Both GPT-4o and GPT-4 Turbo have vision capabilities, meaning the models can take in images and answer questions about them. Historically, language model systems have been limited by taking in a single input modality, text.

Quick start

Images are made available to the model in two main ways: by passing a link to the image or by passing the base64 encoded image directly in the request. Images can be passed in the user, system and assistant messages. Currently we don’t support images in the first system message but this may change in the future.

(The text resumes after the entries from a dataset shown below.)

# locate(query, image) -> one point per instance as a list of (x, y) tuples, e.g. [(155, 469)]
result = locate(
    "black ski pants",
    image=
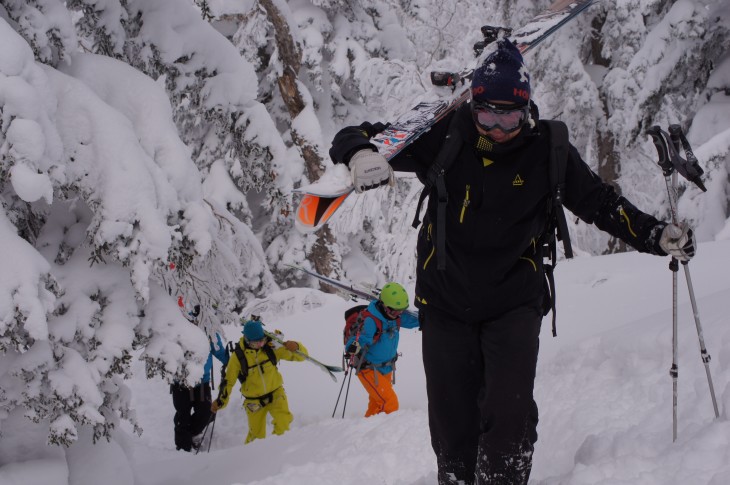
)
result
[(479, 381), (186, 399)]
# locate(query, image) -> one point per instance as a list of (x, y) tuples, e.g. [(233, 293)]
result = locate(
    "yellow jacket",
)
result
[(263, 376)]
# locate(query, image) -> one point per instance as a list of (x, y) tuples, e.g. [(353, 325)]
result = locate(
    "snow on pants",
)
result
[(186, 399), (479, 382), (382, 397), (275, 404)]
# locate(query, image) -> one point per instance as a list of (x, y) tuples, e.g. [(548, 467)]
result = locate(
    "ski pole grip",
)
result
[(661, 147), (443, 78), (689, 168)]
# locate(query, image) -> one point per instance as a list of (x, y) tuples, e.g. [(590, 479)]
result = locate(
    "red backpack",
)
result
[(355, 319)]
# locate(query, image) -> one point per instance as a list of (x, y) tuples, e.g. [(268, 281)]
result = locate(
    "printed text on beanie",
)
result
[(502, 76)]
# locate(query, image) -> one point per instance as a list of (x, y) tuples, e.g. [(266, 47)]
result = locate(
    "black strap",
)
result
[(435, 177), (243, 375), (559, 144)]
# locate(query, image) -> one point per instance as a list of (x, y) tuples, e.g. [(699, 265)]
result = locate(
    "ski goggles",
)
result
[(393, 311), (507, 118)]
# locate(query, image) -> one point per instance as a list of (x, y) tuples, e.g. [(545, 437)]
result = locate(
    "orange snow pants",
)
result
[(380, 390)]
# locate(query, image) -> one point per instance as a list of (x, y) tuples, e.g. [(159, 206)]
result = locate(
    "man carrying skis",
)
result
[(373, 346), (253, 363), (480, 282), (189, 428)]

curl https://api.zerobot.ai/v1/chat/completions \
  -H "Content-Type: application/json" \
  -H "Authorization: Bearer $ZEROBOT_API_KEY" \
  -d '{
    "model": "gpt-4o",
    "messages": [
      {
        "role": "user",
        "content": [
          {
            "type": "text",
            "text": "What’s in this image?"
          },
          {
            "type": "image_url",
            "image_url": {
              "url": "https://upload.wikimedia.org/wikipedia/commons/thumb/d/dd/Gfp-wisconsin-madison-the-nature-boardwalk.jpg/2560px-Gfp-wisconsin-madison-the-nature-boardwalk.jpg"
            }
          }
        ]
      }
    ],
    "max_tokens": 300
  }'
It is important to keep in mind the limitations of the model as you explore what use-cases visual understanding can be applied to.